In the meantime, there’s The Fabulous Screech, which is a smaller, more contained bit of whimsical fantasy and storytelling. No, it’s not about everyone’s less-than-loved Saved by the Bell nerd-for-brains. The jaunty plot is that your partner bought you a ticket for the season’s last performance by The Fabulous Screech and His Trained Humans. You travel to the town of Oddness Standing to see this unique show and learn how The Fabulous Screech lived its life. Interestingly, this game came to fruition as a Christmas gift for someone’s boyfriend when times were tough and funds were short, and the Kyratzes duo ended up making it more personal than originally intended. This is why you’ll click and feel emotions.
Gameplay is minimal and easy, but that’s okay. This is more of an interactive story, and there’s so much to interact with, to click on and read, that dealing with solving complicated puzzles for getting you from point A to point B would have messed up with the laid-back pacing and gentleness blanketing everything here. At most, you have to find an item for a character, and there’s only so many places you can search, so you’ll eventually find it and move ahead. All this captivating reading and visuals are backed by a soothing soundtrack that works when things are bouncy and childish at the theater’s curtains to the darker moments of dread and frailty by the end. Also, and I had this problem in The Sea Will Claim Everything so I suspect I need to learn to live with it, I’m still not a fan of the common-day references everywhere, such as to the Sierra or T.S. Eliot, but I guess that’s what helps make these lands dream-like. That blurring of fantasy and the real world.

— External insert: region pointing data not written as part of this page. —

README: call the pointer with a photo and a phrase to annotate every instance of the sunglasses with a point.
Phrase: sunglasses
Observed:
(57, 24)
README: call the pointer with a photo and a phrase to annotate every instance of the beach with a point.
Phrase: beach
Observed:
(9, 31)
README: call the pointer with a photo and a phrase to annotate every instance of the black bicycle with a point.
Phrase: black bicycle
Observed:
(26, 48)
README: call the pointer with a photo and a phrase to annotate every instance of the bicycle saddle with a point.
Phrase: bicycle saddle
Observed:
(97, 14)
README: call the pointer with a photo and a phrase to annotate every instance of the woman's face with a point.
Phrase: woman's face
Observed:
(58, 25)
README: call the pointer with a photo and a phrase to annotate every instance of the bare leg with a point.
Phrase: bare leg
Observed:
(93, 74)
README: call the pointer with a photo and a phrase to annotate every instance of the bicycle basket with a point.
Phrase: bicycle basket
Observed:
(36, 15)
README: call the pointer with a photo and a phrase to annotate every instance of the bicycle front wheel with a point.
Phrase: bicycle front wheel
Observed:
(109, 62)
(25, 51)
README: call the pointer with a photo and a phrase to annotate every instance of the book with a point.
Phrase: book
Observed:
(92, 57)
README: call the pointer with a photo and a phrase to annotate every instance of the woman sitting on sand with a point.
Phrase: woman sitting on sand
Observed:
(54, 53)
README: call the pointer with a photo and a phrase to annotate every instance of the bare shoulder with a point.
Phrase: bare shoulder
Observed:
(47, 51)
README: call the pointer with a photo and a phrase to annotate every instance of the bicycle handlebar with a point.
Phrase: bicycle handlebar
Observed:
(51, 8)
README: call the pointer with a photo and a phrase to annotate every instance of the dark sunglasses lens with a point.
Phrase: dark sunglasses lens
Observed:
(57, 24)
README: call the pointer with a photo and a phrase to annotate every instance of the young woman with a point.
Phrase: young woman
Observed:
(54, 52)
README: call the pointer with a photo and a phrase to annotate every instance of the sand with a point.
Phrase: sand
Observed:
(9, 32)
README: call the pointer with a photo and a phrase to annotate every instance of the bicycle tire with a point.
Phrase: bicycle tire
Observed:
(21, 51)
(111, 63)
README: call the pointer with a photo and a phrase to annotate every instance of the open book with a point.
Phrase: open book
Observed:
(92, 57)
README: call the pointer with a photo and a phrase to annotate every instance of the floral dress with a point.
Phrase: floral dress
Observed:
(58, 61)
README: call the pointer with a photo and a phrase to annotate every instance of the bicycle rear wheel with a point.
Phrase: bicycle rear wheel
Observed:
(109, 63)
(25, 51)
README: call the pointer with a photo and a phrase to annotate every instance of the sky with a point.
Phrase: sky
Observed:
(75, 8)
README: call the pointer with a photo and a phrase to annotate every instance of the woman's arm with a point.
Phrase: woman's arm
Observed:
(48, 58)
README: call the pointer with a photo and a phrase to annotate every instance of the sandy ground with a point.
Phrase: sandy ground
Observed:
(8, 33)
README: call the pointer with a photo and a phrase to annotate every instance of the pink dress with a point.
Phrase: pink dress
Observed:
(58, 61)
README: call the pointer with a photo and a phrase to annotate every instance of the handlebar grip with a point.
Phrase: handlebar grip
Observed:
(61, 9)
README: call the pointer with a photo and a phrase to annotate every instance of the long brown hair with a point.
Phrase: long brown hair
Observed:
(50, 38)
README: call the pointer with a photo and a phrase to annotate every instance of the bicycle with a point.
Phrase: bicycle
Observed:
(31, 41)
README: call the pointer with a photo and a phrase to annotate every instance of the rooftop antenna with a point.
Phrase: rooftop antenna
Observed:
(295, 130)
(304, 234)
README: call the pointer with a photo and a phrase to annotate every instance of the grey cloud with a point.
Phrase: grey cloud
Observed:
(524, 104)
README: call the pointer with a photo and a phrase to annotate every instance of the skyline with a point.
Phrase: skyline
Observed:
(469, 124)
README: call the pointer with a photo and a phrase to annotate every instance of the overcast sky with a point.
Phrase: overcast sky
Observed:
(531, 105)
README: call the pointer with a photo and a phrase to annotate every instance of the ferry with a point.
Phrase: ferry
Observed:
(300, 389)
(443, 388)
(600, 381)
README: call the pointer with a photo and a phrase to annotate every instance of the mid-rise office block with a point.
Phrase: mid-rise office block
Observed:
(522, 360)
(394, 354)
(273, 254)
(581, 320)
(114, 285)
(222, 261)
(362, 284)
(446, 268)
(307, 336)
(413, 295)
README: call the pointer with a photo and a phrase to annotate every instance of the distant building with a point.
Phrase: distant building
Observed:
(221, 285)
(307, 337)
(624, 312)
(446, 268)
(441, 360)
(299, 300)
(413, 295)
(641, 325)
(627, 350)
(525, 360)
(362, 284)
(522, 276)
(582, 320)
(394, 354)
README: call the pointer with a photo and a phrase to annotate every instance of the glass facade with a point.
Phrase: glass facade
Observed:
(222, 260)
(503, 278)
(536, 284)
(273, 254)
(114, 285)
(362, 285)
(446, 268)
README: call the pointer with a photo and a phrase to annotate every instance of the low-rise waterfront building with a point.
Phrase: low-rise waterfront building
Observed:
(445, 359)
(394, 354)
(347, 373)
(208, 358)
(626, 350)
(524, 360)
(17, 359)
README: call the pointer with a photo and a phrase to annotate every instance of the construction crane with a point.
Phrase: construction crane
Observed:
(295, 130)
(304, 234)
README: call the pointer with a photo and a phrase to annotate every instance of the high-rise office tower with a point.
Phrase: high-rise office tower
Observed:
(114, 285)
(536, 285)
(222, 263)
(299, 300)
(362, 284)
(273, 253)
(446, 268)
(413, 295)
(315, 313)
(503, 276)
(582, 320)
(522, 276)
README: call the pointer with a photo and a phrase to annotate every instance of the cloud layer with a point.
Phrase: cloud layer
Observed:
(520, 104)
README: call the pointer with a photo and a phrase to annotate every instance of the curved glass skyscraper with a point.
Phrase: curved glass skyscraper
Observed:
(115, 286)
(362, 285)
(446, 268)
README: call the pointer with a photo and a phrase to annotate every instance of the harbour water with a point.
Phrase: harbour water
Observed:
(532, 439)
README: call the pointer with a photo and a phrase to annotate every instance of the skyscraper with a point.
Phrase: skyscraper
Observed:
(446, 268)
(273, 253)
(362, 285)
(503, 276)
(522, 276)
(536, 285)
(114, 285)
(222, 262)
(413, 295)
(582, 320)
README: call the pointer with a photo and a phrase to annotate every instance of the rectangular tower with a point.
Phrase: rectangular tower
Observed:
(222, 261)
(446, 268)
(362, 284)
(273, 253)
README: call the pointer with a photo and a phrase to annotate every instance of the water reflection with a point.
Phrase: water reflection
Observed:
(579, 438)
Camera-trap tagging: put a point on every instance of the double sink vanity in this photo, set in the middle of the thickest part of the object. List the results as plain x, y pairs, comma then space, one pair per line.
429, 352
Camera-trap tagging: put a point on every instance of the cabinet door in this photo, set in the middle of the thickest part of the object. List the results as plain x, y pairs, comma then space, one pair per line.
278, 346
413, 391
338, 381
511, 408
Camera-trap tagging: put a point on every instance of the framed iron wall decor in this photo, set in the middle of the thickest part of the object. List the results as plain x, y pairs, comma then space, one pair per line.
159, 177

The life–and presumably death–of The Fabulous Screech in The Fabulous Screech is anything but straightforward. There’s whimsy and silliness, but also a good amount of stark reality and sadness. Look, aging is unstoppable. That’s a hard fact. Time passes by with every second, and it’s up to us to make the best of things, to find happiness and be happy. I try not to think about my furry pets dying, but I know they will some day, and that debilitating fear makes it difficult to even write about this stuff. Sure, Timmy can be a psychopath and bully, but also a lap warmer and affectionate friend. Pixie can shed like there’s no tomorrow and get her claws stuck in everything, but she also headbutts me hello whenever she can. They are special to me.
Okay, that’s all I can do. Gonna go hug both of my kitty cats now and hope that, at least in their feline eyes, I’m a well-trained human.